Muktamar NU Lirboyo mengeluarkan keputusan sebagaimana terekam dalam keputusan Bahtsul Masa’il al-Diniyah al-Waqi’iyah Muktamar XXX NU di PP Lirboyo, Kediri, Jawa Timur tertanggal 21-27 Nopember 1999. Dalam keputusan itu, dijelaskan, bahwa ada sebuah pertanyaan ‘Bagaimana hukum orang Islam menguasakan urusan kenegaraan kepada orang non Islam?’

Maka diputuskanlah, bahwa, orang Islam tidak boleh atau bahkan dihukumi haram menguasakan urusan kenegaraan kepada orang non Islam, kecuali dalam keadaan darurat.

Adapun maksud daripada darurat itu, adalah dalam bidang-bidang yang tidak bisa ditangani sendiri oleh orang Islam secara langsung, atau tidak langsung karena faktor kemampuan.

Dalam bidang-bidang yang ada orang Islam berkemampuan untuk menangani, tetapi terdapat indikasi kuat bahwa yang bersangkutan khianat. Sepanjang penguasaan urusan kenegaraan kepada non Islam itu nyata membawa manfaat.
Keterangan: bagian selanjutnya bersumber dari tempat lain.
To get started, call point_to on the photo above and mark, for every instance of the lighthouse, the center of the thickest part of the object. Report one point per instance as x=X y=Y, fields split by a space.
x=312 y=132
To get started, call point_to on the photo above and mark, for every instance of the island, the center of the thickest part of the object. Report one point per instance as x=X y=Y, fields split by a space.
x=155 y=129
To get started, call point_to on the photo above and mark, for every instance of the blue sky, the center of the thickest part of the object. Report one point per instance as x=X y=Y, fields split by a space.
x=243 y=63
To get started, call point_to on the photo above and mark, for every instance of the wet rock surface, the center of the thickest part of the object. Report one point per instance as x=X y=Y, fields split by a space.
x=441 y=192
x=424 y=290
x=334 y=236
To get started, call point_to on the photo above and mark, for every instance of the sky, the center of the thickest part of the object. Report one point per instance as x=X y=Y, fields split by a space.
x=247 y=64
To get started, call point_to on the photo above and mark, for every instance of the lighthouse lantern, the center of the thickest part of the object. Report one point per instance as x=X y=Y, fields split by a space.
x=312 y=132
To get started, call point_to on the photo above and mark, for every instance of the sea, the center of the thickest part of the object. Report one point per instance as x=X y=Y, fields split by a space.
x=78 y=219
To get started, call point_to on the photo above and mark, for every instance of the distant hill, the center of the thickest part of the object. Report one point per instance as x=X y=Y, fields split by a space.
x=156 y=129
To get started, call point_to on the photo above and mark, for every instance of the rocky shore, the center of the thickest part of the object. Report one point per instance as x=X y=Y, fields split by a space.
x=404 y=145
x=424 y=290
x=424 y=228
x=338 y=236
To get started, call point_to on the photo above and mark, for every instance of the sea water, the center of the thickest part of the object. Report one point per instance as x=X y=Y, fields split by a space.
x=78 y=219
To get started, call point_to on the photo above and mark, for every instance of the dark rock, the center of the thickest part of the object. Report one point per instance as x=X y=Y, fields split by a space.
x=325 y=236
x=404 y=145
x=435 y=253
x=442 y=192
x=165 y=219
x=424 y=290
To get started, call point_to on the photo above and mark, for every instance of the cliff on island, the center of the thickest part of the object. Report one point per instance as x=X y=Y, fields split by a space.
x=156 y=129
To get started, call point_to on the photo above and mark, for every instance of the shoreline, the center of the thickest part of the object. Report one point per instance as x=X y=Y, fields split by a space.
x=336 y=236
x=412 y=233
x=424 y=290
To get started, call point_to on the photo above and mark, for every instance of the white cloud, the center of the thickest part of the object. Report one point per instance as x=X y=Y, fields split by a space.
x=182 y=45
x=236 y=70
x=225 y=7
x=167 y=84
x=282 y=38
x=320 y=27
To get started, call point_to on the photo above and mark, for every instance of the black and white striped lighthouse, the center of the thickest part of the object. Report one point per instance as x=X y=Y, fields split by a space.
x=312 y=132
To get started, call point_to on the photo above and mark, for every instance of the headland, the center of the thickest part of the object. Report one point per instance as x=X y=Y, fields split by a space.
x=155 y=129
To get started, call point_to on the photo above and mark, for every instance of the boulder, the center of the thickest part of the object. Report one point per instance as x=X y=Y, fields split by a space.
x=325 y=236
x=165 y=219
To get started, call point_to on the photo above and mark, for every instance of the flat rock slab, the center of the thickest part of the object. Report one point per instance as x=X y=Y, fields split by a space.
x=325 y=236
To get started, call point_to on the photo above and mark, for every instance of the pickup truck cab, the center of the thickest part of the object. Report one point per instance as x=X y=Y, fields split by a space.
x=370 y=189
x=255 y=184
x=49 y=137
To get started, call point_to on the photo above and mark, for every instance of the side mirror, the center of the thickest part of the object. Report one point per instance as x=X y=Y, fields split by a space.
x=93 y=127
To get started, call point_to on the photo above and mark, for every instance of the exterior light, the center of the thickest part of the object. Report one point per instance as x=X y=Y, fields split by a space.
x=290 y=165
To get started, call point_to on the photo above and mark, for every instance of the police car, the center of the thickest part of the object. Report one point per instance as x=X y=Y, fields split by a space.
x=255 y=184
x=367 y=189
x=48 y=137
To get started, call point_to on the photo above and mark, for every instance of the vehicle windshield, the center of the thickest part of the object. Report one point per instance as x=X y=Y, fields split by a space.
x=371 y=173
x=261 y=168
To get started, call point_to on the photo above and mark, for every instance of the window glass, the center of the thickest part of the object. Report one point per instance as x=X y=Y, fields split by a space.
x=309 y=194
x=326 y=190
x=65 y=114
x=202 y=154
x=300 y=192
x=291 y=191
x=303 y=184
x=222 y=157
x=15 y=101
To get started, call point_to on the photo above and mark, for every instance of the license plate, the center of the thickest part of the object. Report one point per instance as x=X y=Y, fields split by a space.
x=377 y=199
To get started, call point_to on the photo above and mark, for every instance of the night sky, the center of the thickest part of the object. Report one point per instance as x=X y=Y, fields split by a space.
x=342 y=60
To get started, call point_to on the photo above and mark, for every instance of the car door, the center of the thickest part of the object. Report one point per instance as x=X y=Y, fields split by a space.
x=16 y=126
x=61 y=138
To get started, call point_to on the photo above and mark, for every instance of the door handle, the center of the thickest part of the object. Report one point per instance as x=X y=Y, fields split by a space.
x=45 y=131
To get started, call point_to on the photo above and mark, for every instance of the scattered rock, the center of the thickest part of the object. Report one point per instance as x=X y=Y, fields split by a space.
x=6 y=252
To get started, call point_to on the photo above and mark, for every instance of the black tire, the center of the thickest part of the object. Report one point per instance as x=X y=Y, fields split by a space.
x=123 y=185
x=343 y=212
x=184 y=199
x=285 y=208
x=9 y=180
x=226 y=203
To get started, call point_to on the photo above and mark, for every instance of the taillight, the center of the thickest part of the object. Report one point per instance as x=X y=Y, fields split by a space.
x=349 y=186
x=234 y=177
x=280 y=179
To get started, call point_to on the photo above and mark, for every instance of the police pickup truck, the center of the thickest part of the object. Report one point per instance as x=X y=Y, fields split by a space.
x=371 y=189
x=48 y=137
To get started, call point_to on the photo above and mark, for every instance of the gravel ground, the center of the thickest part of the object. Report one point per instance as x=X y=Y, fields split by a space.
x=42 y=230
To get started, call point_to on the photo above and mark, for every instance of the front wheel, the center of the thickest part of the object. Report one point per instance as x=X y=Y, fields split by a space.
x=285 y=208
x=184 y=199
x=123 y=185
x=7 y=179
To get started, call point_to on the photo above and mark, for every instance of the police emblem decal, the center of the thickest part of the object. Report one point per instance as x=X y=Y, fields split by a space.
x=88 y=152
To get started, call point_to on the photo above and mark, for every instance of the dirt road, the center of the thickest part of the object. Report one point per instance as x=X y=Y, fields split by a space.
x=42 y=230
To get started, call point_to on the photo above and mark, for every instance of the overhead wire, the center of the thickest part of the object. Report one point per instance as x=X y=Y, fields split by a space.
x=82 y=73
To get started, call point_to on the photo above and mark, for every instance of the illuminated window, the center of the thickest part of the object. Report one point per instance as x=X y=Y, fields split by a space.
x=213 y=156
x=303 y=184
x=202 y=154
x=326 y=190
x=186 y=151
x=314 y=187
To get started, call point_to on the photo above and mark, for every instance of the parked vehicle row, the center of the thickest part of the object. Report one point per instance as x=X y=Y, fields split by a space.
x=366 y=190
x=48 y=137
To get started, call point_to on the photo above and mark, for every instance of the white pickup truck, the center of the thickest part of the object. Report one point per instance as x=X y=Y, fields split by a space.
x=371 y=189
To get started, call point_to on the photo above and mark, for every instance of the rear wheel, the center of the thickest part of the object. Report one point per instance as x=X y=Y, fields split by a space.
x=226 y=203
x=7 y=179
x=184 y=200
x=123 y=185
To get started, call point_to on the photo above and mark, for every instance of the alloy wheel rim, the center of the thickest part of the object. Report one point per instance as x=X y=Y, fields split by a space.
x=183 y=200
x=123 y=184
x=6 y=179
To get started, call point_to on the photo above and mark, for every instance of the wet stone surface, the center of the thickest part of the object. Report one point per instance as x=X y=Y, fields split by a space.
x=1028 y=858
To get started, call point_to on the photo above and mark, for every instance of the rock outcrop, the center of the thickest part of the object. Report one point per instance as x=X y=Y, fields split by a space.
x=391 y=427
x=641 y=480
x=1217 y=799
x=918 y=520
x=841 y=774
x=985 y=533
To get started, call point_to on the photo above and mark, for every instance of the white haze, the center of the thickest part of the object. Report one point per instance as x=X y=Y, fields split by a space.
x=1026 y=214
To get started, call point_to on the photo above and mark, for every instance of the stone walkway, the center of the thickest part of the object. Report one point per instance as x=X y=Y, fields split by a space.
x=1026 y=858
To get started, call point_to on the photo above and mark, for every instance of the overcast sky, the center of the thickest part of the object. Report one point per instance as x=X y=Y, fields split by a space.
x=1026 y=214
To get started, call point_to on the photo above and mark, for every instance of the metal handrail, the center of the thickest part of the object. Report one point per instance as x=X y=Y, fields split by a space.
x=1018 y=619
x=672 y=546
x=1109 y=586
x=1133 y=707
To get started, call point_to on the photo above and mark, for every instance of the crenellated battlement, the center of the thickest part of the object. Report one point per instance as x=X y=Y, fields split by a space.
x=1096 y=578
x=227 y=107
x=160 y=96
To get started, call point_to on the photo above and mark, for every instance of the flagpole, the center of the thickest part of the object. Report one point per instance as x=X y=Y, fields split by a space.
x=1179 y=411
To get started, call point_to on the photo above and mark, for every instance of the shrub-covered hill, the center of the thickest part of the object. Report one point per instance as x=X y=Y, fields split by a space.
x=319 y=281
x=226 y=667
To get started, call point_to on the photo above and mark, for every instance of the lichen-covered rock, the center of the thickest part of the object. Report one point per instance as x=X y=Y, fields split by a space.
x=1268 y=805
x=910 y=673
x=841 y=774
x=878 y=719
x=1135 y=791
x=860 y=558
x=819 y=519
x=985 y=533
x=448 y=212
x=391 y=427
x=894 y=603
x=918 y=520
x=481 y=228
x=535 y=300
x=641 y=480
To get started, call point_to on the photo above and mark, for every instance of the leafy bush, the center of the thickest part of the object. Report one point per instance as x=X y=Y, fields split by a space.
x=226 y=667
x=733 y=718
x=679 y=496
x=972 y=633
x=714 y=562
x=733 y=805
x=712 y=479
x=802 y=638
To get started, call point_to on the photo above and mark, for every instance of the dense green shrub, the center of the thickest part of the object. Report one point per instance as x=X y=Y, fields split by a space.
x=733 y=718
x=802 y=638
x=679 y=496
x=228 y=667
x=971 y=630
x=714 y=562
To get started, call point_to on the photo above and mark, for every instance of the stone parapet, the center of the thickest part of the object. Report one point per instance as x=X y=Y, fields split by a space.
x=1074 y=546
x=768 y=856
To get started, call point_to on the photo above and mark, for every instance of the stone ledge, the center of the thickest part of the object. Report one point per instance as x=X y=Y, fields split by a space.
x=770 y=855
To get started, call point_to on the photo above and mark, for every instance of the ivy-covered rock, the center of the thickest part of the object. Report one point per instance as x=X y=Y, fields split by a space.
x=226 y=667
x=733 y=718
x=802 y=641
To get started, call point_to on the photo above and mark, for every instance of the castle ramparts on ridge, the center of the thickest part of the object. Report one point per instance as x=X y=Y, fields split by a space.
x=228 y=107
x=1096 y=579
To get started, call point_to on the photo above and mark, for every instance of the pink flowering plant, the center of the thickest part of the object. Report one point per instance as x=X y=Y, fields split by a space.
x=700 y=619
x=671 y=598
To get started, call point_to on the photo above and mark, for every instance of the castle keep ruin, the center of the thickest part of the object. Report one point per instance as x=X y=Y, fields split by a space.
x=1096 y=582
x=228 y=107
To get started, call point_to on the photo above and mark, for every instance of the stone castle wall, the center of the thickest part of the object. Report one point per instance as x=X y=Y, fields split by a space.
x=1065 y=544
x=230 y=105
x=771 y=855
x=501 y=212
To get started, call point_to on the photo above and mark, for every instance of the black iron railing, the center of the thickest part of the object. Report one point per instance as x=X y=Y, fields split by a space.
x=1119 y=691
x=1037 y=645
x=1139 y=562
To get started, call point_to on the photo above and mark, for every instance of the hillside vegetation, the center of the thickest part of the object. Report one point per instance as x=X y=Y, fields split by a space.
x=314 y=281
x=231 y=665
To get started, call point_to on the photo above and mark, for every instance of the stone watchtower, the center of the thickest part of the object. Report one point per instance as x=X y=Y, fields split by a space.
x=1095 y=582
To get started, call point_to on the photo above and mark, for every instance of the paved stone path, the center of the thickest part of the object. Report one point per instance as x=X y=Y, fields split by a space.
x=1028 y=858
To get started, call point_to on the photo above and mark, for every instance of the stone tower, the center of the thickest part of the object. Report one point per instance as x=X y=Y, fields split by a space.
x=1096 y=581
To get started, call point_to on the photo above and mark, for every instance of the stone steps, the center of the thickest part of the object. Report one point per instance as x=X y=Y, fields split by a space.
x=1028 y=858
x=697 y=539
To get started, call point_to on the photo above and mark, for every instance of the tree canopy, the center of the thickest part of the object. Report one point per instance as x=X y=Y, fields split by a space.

Bahkan dijelaskan selanjutnya, jikalau terjadi dalam keadaan darurat sehingga dengan terpaksa memilih seorang pemimpin non muslim, maka, disyaratkan berasal dari kalangan ahlu dzimmah dan harus ada mekanisme control yang efektif.

“Jadi sudah ada bahasan yang lebih komprehensif dan bersih dari muatan politik. Jadi di NU itu sudah ada tupoksi (tugas pokok dan fungsi)-nya,’ jelas Kiai Navis yang juga Wakil Ketua PWNU Jatim.

Seperti diberitakan duta.co, bahwa, Kiai Muda GP Ansor telah menggelar bahtsul masail pada 11-12 Maret 2017 di Aula Iqbal Assegaf PP GP Ansor, Jakarta. Hasilnya disampaikan dalam keterangan pers yang dihadiri oleh Ketua Umum PP GP Ansor Yaqut Cholil Qoumas, KH Abdul Ghofur Maimun Zubair (musohhih atau perumus), Dansatkornas Banser Alfa Isnaeni, dan salah satu ketua GP Ansor Saleh Ramli.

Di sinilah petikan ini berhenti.